The Yankees’ other two starters, Nathan Eovaldi and Michael Pineda, have been solid, even brilliant at times, but have also been plagued with abysmal outings here and there. In short, it’s difficult to tell just what you’re going to get from the starting rotation each night.
Fortunately, Nova’s return does afford the Yankees some flexibility. Nova is slated to start on Tuesday against the Angels and Warren is scheduled to go Wednesday, showcasing Girardi’s plan to stick with a six-man rotation, at least in the short run. Extra rest for Tanaka and Nova, both recovering from injuries, and Pineda, who has already far exceeded his innings totals from previous injury-plagued seasons, may not be a bad thing.
On the other hand, if Girardi decides to send Warren to the pen, it can only help their chances late in the game. Since closer Andrew Miller was DL-ed due to a strained flexor in his forearm, the formerly lights-out Yankee bullpen has suffered somewhat of an identity crisis. Dellin Betances was upgraded to closer, and a revolving door of fresh-off-the-boat from Scranton relievers was employed to try to fill the gaping hole known as the seventh and eighth innings.

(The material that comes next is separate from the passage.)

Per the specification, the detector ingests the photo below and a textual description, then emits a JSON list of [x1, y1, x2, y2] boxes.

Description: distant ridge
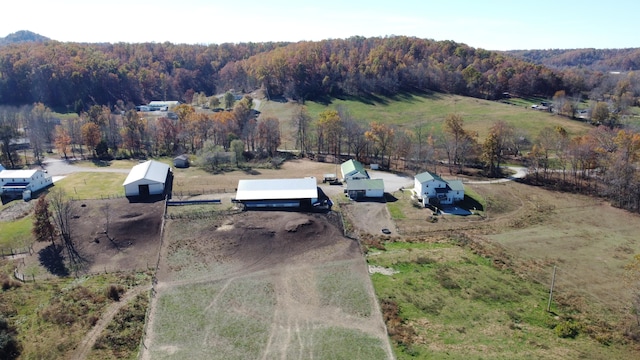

For now, it seems like Chasen Shreve and Justin Wilson are the go-to guys for setup, but when it comes to their bullpen, the Yankees are still making more transactions than a degenerate gambler with a debit card: So far this year, they’ve carried 25 different pitchers, and it’s not even the All-Star break. Warren could be used as an alternate for a setup man to round out a nice trio of trustworthy relievers. He could also be used as a long man in the event that a starter fails to provide length, which is bound to happen a lot more as the season progresses.
Amidst all the pitching questions, one thing remains certain: the Yankees will only go as far as their pitching will take them. For reasons we don’t have time to debate today, pitching has now become the key to survival in Major League Baseball, and the only way to sidestep mediocrity. If the Yankees hope to edge out the other mediocre teams in the AL East, their rotation needs to tighten up and live up to its potential.